Red Dead Depletion, czyli gdzie jest moja gra
Tego jeszcze w Polsce nie było. Gry brakuje w sklepach. Dlaczego? Kto za tym stoi?
I jak możemy sobie poradzić?
Okazuje się, że nie tylko redakcja Polygamii miała trudności z dostaniem najnowszego hitu Rockstara w swoje ręce. Red Dead Redemption spotkał się z takim zainteresowaniem graczy na całym świecie, że... aż zabrakło go na polskich półkach. Dostaliśmy takiej oto treści list:
Witam.
Chcialem podzielic sie z Wami a przede wszystkim z wszystkimi graczami z Polski informacja, ze dostepnosc (b. dobrego zreszta) tytulu Red Dead Redemption (PS3 i XBOX) jest bardzo mala. Sklepy dostaly bardzo okrojone ilosci. Tydzien max dwa i ten tytul nie bedzie juz dostepny w Polsce. Cala Europa dostala smiesznie male ilosci (info mam od Cenegi z ktora wspolpracuje od lat). Mysle, ze przy okazji najblizszego newsa o Red Dead Redemption warto o tym wspomniec. Wiele osob obejdzie sie smakiem...
Pozdrawiam, Staly czytelnik - Fatih. Sprawdziliśmy. Pierwsza partia dostaw rozeszła się w sklepach internetowych jak ciepłe bułeczki, dopiero w tym tygodniu można liczyć na kolejne "losowanie" (bo nie wiadomo, czy wszyscy zainteresowani grę dostaną). Podobne problemy są w mniejszych sklepach z grami i centrach handlowych, chociaż podobno w tym ostatnich szansa na kupno RDRa jest największa. Warto jednak odnotować, że na grę w niektórych marketach były zapisy (!), a część kopii wykupywali allegrowi handlarze. Szaleństwo.
Skąd ten problem? Teorii jest kilka. Według jednego bardzo dobrze poinformowanego źródła opóźnił się proces produkcyjny gry i dostawy są po prostu opóźnione. A ponieważ jesteśmy daleko, to i opóźnienie u nas trochę większe niż na zachodzie. Nie ma się jednak czym martwić, gry będą półkach w tym tygodniu.

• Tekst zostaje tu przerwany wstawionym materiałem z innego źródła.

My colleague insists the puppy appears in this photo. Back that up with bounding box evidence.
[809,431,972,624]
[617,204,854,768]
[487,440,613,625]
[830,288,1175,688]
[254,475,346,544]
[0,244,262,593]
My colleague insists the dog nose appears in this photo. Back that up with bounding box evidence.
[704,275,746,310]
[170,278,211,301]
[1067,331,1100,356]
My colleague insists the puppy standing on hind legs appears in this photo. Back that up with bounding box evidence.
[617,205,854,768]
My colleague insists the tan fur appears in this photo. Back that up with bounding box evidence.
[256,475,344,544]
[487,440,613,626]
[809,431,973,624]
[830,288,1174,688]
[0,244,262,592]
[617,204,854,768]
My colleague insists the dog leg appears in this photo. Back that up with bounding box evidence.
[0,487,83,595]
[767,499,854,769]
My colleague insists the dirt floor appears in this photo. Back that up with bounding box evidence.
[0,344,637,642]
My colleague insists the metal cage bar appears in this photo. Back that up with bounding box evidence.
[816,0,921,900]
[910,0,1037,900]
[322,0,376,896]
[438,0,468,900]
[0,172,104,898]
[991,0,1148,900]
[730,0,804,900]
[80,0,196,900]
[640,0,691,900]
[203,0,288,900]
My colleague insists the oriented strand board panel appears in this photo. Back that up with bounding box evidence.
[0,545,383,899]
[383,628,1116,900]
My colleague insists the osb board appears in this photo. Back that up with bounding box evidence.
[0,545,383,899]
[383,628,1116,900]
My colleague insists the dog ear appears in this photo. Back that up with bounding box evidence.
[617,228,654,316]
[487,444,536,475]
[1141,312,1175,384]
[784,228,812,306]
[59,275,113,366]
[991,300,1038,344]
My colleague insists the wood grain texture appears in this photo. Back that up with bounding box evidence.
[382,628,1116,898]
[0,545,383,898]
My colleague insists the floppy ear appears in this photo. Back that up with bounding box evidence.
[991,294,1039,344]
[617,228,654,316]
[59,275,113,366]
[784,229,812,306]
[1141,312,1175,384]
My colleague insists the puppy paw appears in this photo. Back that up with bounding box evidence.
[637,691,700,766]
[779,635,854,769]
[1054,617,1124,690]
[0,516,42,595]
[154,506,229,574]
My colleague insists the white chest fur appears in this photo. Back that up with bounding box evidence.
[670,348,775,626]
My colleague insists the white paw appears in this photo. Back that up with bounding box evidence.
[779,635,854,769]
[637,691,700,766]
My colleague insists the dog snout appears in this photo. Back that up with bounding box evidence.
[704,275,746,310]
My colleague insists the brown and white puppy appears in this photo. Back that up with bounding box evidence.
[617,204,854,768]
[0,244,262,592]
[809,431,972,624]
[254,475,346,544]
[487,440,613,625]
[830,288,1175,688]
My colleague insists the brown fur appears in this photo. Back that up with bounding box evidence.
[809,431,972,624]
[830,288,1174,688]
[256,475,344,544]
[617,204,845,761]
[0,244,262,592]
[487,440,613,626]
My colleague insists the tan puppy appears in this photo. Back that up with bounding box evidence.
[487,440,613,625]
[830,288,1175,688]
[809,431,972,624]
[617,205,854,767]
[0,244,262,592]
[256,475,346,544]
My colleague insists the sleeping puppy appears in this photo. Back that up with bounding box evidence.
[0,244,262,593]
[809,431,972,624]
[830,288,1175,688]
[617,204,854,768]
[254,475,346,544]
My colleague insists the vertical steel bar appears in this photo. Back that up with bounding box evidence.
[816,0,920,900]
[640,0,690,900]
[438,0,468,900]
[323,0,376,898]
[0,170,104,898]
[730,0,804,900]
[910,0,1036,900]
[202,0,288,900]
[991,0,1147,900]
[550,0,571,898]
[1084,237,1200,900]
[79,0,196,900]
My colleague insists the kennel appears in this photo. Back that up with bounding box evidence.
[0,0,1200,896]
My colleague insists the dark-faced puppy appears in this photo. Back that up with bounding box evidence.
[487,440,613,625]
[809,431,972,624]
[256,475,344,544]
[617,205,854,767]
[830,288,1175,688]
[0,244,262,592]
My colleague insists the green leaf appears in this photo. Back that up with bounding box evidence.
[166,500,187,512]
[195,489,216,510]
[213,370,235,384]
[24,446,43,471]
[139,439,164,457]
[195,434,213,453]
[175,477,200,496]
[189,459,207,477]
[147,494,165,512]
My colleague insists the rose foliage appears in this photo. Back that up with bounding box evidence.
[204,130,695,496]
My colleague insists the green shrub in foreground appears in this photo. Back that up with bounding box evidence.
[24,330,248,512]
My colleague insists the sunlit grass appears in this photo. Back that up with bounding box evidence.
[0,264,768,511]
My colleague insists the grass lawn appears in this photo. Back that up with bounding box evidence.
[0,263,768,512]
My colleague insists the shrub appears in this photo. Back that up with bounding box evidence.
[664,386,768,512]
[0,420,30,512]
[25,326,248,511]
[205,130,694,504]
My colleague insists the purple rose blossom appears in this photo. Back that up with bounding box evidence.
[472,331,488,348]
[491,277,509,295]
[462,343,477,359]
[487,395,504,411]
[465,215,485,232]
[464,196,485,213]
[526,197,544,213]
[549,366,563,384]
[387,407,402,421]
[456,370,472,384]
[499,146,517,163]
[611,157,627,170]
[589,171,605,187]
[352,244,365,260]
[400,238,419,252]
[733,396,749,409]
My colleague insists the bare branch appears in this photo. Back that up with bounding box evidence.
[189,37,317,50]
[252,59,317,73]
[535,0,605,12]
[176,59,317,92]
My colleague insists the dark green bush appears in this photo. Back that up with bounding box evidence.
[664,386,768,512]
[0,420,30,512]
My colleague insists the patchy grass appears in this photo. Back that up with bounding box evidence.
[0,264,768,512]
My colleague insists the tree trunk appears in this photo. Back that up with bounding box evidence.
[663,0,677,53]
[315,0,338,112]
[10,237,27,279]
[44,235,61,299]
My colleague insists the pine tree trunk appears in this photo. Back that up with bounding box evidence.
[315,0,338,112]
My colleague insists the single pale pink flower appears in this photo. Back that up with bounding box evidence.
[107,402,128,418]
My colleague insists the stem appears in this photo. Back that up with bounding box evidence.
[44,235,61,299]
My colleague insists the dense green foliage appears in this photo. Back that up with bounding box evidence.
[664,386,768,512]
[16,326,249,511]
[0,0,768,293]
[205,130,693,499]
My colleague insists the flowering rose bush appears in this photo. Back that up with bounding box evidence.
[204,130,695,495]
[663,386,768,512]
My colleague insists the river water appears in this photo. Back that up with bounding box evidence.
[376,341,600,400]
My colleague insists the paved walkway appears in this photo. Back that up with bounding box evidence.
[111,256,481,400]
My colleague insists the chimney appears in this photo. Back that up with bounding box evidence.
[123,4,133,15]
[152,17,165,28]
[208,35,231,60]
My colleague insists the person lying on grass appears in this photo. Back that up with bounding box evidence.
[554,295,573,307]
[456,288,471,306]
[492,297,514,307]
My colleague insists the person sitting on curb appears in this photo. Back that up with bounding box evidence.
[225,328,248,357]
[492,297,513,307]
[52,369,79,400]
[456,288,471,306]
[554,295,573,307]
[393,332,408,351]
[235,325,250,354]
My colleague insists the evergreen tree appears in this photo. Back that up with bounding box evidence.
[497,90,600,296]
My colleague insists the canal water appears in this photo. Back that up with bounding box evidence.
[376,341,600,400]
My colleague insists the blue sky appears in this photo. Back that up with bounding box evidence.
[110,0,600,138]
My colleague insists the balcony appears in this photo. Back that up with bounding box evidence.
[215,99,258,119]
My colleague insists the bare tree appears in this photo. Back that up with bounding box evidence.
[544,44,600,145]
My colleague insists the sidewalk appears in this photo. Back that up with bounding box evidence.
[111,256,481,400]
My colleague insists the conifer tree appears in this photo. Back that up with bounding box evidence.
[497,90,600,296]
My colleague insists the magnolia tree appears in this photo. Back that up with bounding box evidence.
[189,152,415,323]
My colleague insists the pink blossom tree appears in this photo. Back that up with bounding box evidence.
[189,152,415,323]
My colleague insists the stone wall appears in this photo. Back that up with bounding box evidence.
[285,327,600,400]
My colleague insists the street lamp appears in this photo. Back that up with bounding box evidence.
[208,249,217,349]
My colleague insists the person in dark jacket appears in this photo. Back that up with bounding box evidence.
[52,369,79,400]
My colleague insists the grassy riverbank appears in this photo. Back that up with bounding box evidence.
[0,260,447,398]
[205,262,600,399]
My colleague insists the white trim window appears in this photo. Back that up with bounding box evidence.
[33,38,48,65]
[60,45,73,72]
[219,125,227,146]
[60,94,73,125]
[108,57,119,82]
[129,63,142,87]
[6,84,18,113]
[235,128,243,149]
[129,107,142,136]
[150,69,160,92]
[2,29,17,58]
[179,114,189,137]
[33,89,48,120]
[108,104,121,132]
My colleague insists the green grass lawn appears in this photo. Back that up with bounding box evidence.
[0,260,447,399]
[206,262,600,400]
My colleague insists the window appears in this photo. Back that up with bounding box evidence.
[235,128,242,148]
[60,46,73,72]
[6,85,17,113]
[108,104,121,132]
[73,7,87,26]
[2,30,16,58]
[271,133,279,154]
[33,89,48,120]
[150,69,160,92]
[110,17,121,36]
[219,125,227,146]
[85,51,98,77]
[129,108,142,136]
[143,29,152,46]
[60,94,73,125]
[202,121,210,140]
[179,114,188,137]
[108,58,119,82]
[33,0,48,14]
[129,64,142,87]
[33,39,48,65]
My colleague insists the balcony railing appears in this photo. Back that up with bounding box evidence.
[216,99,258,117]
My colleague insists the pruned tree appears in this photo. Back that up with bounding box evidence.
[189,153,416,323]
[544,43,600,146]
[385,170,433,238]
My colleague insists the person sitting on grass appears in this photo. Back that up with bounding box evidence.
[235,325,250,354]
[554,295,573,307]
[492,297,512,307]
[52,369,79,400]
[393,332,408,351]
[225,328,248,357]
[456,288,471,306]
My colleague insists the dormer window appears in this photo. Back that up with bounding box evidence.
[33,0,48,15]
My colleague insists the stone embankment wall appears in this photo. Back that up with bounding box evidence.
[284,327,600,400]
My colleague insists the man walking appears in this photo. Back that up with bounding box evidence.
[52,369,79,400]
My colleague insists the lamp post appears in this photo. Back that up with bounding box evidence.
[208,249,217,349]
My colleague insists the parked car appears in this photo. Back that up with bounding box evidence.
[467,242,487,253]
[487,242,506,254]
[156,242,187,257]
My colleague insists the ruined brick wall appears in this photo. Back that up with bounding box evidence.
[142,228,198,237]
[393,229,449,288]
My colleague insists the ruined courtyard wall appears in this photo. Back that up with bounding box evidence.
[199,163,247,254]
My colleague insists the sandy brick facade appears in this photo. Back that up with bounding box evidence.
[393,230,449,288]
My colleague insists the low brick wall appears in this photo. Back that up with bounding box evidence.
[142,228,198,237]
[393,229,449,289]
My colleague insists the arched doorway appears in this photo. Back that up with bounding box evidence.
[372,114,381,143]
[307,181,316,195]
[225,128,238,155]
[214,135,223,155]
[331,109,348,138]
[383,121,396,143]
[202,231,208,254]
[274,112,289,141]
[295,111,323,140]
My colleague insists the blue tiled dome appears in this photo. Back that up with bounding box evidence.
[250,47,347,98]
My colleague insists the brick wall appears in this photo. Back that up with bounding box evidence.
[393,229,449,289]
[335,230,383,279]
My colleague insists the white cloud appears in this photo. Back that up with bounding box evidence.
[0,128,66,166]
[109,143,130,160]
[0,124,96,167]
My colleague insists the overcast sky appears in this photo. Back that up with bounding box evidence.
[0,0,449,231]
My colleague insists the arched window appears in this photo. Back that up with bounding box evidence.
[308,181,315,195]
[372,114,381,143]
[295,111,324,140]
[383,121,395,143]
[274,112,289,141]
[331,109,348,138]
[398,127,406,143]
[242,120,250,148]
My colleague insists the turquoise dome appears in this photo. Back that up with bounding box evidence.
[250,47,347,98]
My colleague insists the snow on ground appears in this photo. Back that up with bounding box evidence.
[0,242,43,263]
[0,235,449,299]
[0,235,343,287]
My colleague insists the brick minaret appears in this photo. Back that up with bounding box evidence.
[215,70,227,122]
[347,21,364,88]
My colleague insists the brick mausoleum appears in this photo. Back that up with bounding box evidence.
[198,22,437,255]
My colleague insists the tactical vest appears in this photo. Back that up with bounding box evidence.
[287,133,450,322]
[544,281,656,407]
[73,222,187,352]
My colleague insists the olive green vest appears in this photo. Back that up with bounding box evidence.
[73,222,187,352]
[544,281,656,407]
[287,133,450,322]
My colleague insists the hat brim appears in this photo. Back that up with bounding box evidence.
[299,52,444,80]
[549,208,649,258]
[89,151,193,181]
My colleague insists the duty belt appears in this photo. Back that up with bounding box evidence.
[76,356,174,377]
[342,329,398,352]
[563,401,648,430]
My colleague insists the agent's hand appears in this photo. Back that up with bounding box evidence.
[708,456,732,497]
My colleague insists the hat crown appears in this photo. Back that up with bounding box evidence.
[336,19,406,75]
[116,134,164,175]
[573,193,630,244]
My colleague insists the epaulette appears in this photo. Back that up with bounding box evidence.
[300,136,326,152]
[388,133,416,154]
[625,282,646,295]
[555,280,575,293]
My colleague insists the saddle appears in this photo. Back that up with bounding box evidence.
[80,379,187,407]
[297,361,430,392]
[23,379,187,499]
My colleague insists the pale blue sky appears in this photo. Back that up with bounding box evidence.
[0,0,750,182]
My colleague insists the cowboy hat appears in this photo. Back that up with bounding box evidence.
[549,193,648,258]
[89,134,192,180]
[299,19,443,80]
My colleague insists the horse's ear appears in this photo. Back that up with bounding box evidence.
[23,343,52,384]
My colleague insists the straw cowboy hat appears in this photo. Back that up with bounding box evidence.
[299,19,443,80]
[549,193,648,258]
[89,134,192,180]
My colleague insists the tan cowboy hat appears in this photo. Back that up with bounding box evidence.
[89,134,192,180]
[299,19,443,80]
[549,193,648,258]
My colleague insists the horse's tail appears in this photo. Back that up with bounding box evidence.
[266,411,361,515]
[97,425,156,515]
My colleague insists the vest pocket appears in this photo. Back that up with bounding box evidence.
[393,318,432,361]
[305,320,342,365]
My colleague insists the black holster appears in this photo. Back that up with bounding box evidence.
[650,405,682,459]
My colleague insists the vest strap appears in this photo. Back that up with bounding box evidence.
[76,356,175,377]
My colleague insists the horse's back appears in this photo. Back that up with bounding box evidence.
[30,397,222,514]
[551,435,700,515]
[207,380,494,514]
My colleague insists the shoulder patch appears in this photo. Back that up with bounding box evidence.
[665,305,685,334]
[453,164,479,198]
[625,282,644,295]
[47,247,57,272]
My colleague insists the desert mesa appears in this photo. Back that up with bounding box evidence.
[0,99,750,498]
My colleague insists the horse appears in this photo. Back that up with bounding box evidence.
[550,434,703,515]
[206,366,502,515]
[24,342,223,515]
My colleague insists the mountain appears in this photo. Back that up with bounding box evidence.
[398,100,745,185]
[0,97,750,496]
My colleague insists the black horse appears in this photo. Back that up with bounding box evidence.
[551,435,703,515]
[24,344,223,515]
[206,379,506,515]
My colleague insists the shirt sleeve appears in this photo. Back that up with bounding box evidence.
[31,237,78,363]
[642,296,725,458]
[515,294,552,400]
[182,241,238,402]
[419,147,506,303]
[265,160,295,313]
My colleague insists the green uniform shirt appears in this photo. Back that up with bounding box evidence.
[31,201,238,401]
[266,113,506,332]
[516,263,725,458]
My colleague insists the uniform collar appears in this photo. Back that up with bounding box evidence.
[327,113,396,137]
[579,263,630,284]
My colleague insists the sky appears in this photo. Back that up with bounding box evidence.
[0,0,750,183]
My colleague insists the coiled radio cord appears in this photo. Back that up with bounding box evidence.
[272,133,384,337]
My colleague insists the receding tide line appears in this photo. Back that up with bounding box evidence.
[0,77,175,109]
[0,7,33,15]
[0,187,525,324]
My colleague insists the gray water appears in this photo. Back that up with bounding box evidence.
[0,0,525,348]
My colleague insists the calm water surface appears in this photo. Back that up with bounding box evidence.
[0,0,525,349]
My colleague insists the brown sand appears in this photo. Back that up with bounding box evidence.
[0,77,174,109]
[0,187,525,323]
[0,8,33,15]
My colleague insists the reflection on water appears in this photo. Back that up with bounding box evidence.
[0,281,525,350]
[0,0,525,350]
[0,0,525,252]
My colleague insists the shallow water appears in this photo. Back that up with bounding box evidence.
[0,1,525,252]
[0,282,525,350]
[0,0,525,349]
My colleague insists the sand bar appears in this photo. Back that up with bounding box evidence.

Inne źródło, powiązane z jednym z dużych sklepów wysyłkowych, twierdzi, że to celowa polityka Rockstara:
Nie przewidzieli, że na zachodzie będą tak szybko sprzedawać i braknie im pudełek, więc postanowili olać najmniej ważne z ich punktu widzenia rynki - m.in. nas. Jeśli to prawda - cóż, nieładnie.
Trzecia teoria skupia się na polskim dystrybutorze gry, firmie Cenega, która miała rzekomo zamówić za mało egzemplarzy gry na polski rynek. Biorąc pod uwagę opóźnienie z jakim gry trafiły do niektórych redakcji nie chce mi się w ten wariant wierzyć - skłaniam się ku wersji numer jeden. Potwierdza to Konrad Rawiński:
Premiera europejska miała miejsce 21 maja, w Polsce również i jesteśmy po prostu zadowoleni, że gracze pozytywnie zareagowali na RDR już w pierwszych dniach sprzedaży. Dodam też, że czuwamy i obserwujemy rynek, chcemy dbać o graczy. Już niedługo wydamy w sprawie dostępności gry oświadczenie - pozytywne oświadczenie. Sukces z łyżką dziegciu Paradoksalnie kłopoty z kupnem gry to... sukces polskiego rynku gier. Tak, w końcu jest normalnie - premierowy, wielki tytuł budzi takie zainteresowanie konsumentów, że aż pojawiają się problemy z dystrybucją. Oznacza to, że gry kupujemy (a nie kradniemy), że warto gry promować (bo sprzedają się na pniu) oraz że polscy wydawcy będą w gry więcej inwestować. A przynajmniej miejmy taką nadzieję.
Niestety, są też i negatywy - sprytni sprzedawcy widząc popyt podnieśli cenę gry, nawet o 30zł.
Ale ja chcę grać! No dobrze, ale co zrobić, jeśli ktoś chce zagrać już teraz? Szczerze mówiąc - nie wiem.
Ale może Wy wiecie i napiszecie w komentarzach gdzie kupiliście grę (miasto), w jakim sklepie i czy jeszcze były jakieś kopie. Cena też by się przydała;). Pomożecie?